U.S. Court of Appeals for the Fifth Circuit, 2015

United States v. Jose De La Cruz-Gutierrez

United States v. Jose De La Cruz-Gutierrez
U.S. Court of Appeals for the Fifth Circuit · Decided July 15, 2015 · Davis, Haynes, Costa
609 F. App'x 263

United States v. Jose De La Cruz-Gutierrez

Opinion

PER CURIAM: *

Jose Manuel De La Cruz-Gutierrez (De La Cruz) appeals the 46-month sentence of imprisonment imposed following his guilty plea to being an alien illegally present in the United States following deportation. 8 U.S.C. § 1326(a) and (b).
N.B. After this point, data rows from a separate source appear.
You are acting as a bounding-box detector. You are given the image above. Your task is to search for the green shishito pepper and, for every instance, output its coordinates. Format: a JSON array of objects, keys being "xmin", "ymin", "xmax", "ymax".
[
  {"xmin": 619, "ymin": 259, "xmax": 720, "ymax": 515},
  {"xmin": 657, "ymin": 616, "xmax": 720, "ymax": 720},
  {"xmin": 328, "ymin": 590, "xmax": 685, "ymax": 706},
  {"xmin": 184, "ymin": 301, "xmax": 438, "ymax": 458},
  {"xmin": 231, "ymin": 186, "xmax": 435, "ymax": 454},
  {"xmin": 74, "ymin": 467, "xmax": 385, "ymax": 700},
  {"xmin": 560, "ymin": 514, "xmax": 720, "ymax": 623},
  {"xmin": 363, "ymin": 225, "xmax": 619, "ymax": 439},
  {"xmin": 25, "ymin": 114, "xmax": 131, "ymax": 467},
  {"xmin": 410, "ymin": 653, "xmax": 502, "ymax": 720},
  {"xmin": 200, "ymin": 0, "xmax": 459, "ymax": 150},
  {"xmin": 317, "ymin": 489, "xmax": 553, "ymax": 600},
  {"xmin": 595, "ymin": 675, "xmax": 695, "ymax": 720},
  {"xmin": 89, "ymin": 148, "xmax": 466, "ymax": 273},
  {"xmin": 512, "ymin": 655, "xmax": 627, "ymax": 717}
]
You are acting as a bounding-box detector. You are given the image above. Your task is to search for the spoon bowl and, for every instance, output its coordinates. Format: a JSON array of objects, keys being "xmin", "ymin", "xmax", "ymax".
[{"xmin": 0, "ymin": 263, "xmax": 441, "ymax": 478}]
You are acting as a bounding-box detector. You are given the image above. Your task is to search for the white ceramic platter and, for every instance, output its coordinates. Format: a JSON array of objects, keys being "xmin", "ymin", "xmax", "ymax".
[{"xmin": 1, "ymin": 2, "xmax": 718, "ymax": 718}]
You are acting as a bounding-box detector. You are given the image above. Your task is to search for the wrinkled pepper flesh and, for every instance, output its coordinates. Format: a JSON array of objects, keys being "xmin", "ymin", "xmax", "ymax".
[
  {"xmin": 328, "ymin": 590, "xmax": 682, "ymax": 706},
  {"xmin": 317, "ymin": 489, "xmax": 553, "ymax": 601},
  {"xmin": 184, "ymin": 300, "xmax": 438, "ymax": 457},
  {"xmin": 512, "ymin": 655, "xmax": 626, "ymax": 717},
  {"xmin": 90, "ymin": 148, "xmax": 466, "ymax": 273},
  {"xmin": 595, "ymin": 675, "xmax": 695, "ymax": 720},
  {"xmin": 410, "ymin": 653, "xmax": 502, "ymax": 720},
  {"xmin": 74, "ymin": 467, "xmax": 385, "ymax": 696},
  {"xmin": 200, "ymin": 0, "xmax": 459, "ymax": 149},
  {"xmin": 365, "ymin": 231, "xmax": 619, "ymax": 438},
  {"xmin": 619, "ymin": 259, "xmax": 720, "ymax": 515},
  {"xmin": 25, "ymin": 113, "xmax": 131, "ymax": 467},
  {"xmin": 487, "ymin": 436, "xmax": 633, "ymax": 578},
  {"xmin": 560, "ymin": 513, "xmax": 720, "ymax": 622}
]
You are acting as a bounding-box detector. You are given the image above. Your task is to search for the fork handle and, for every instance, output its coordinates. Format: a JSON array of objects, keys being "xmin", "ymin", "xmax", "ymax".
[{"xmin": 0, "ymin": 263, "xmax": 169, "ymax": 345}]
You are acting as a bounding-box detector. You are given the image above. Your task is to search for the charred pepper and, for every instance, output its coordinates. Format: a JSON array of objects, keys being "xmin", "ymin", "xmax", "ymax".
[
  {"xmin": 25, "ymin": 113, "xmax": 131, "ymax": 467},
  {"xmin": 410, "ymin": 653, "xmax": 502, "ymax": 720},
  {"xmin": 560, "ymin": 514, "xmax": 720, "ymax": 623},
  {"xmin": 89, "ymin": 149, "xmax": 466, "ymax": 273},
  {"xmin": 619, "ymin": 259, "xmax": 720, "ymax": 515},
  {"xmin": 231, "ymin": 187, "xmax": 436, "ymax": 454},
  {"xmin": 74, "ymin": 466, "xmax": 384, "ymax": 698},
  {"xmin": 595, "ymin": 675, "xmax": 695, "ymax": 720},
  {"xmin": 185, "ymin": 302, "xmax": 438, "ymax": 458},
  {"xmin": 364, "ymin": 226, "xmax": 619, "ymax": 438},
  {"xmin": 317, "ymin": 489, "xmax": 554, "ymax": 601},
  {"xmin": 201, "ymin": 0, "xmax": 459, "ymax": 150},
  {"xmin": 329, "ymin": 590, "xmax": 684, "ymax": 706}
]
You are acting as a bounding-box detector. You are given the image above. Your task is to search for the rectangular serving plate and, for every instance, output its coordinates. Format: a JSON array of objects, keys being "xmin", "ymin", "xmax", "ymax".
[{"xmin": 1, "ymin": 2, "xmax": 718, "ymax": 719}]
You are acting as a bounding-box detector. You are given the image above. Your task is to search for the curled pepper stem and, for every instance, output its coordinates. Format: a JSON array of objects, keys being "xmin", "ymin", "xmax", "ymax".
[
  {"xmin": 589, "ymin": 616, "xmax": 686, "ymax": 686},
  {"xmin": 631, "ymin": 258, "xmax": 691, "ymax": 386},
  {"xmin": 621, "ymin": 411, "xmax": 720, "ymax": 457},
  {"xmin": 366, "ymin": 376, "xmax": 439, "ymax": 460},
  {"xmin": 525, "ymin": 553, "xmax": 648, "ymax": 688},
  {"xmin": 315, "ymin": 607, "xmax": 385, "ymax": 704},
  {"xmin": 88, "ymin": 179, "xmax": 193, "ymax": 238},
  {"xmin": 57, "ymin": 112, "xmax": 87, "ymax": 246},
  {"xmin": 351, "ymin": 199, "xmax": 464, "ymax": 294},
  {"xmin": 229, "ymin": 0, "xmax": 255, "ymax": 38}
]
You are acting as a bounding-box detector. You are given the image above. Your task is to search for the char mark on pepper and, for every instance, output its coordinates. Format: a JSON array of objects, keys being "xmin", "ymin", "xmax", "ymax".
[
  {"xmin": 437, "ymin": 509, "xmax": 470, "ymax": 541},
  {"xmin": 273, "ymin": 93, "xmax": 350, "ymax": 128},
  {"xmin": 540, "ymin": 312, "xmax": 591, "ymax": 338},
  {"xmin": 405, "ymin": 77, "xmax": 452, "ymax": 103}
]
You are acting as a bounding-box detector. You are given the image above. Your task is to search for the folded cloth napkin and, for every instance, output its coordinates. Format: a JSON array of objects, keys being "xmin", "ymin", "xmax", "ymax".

He contends that the district court erroneously applied a 16-level enhancement pursuant to U.S.S.G. § 2L1.2(b)(1)(A)© based on his prior Pennsylvania conviction of manufacturing, delivering, or possessing with the intent to manufacture or deliver cocaine.

De La Cruz first argues that the Pennsylvania statutory provision under which he was convicted does not constitute a “drug trafficking offense” under § 2L1.2 because it criminalizes the distribution of cocaine without remuneration. We recently rejected the same argument in United States v. Martinez-Lugo, 782 F.3d 198, 204-05 (5th Cir. 2015).

De La Cruz also argues that Pennsylvania delivery does not qualify as a § 2L1.2 drug trafficking offense because a conviction under the state statute could rest upon administering a narcotic, an act not included in the Guidelines offense. In United States v. Teran-Salas, 767 F.3d 453, 460 (5th Cir. 2014), cert. denied, — U.S.-, 135 S.Ct. 1892, 191 L.Ed.2d 767 (2015), we required “a realistic probability, not a theoretical possibility, that the State would apply its statute to conduct that falls outside the generic definition of a crime.” De La Cruz argues only that the available state documents do not preclude the possibility that his conviction was for administering or possessing with the intent to administer. He presents no situation in a case or his own case in which Pennsylvania courts have construed the Pennsylvania statute in such a way. As in Teran-Salas, this theoretical possibility is insufficient to show error in the application of the § 2L1.2(b)(1)(A)© enhancement. See Ter-an-Salas, 767 F.3d at 460.

AFFIRMED.

*

Pursuant to 5th Cir. R. 47.5, the court has determined that this opinion should not be published and is not precedent except under the limited circumstances set forth in 5th Cir. R. 47.5.4.